In a nutshell, exogenous business-cycle theories claim that unusual expansions (or “booms”) and contractions, also known as “recessions” (or “busts”), are caused by shocks to an economic system emanating from the outside.
A prime example that was frequently discussed during the nineteenth century was warfare. And wars can indeed affect an economy for better or for worse, depending on a multitude of factors.
For example, war may impact a country’s economy negatively if it has to redirect valuable resources to its defense or if its agriculture, its industry, and/or its labor force are subjected to physical devastation.
On the other hand, war may impact a country’s economy positively if it is not itself a party to the war, but rather sells weapons, food, or other supplies to the warring parties.
From this example, it should be obvious how complex the problem of exogenous shocks to the economy may be.
Even so, the business cycle did not appear to disappear, or even noticeably lessen, during times of peace. Therefore, not all economists were satisfied that exogenous shocks alone could explain the business cycle.
In the later nineteenth and early twentieth century, some economists—especially, Friedrich A. Hayek and others associated with the Austrian school of economics—developed an endogenous theory of the business cycle.
The basic idea of the Austrian theory was that the business cycle is caused by the misallocation of resources, which in turn is usually caused by perverse (uneconomic) incentives to market actors through government policies relating to subsidy, taxation, and/or regulation.
The misallocation of resources due to government interference in the economy leads business owners to turn in a direction away from the one indicated by market signals. Over the long term, this necessarily results in forgone profits, unsold stock, and business failure.
Now, of course, businesses fail all the time due to misjudgments made by their owners without any help from perverse government incentives.
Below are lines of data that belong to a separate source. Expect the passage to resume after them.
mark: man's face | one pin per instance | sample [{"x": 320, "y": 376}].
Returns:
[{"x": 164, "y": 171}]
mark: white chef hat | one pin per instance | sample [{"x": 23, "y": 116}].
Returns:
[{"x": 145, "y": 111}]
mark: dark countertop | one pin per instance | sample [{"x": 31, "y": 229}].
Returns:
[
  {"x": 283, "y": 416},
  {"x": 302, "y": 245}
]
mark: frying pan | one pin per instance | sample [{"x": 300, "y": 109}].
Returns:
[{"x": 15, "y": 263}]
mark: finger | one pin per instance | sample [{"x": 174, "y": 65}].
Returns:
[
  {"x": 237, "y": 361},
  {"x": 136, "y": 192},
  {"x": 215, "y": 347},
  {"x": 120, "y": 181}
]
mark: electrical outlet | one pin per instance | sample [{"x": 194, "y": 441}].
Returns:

However, such failures are scattered at random throughout the economy.
What makes government interference in the economy particularly insidious is that it causes many business owners to misallocate resources in the same way at the same time, leading to many simultaneous business failures in the same sectors.
Austrian economists say that this type of endogenous shock is the main driver of the business cycle under conditions of government interference in the economy.
Note that government interference counts as “endogenous” if one views the government as internal to the economic system (as one clearly must, since it is an economic actor in its own right).
More recently, economists have attempted to resurrect the exogenous-shock theory of the business cycle under the name, “real business-cycle theory,” which argues that the business cycle results from the efficient response of business owners to expected exogenous changes to the economic environment.